Tu as d’abord été pour moi, jeune adolescent provincial, un condensé d’images hertziennes que je captais tard le soir sur la chaîne Paris Première, dans une émission un peu folle consacrée à tes nuits.
Dans Paris Dernière, caméra au poing, l’animateur arpentait les cabarets, les théâtres de quartier, les arrières-salles de restos, les bars enfumés pour y croiser chanteurs, célébrités, people… Tout un tas d’espèces d’oiseaux de nuit dont je ne connaissais pas bien le nom, mais qui me fascinaient. S’en suivait de longues conversations dans des taxis qui traversaient les Grands Boulevards embouteillés. Ça buvait, chantait, bouffait, pour terminer, la plupart du temps… en club libertin.

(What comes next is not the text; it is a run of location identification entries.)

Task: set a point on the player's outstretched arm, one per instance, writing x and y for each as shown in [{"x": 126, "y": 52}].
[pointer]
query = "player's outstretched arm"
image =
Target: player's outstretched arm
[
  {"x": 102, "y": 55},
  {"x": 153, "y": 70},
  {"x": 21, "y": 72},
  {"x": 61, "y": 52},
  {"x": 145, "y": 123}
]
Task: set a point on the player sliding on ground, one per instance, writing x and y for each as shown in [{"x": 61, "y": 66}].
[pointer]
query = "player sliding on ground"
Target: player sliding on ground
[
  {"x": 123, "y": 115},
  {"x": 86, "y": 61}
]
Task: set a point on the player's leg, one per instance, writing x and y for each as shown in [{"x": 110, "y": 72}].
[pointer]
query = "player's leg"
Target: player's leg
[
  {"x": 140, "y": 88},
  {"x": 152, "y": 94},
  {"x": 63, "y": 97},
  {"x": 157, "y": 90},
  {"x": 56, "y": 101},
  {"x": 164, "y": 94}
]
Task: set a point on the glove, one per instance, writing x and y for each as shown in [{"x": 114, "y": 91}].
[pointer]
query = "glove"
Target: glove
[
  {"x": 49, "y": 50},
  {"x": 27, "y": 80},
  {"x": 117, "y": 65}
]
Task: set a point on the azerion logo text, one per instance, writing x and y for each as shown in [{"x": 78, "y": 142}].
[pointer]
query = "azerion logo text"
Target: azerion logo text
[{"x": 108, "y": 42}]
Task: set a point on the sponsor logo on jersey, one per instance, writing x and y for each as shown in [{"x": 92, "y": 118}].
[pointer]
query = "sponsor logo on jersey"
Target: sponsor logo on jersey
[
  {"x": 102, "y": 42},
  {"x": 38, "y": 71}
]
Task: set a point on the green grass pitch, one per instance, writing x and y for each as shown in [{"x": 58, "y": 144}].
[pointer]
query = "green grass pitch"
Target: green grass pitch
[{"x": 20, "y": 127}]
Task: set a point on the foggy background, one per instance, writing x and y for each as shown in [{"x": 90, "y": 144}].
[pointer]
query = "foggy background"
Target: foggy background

Voilà, c’était ça Paris pour moi.
Une espèce de fête constante où l’on croisait des stars à chaque coin de rue et où tout le monde fumait et picolait sans modération.
Paris est une putain de teuf, aurait pu écrire Hemingway s’il avait rencontré Ugo Mola.
Le Buffalo Grill de la Porte d’Orléans > La Tour d’Argent
Jeune adulte, je débarque au fin fond du 14e arrondissement pour la première fois.
C’est l’endroit que tu réserves aux nouveaux arrivants. Tout au fond de la classe à côté du radiateur, comme si tu voulais d’abord qu’on te déteste.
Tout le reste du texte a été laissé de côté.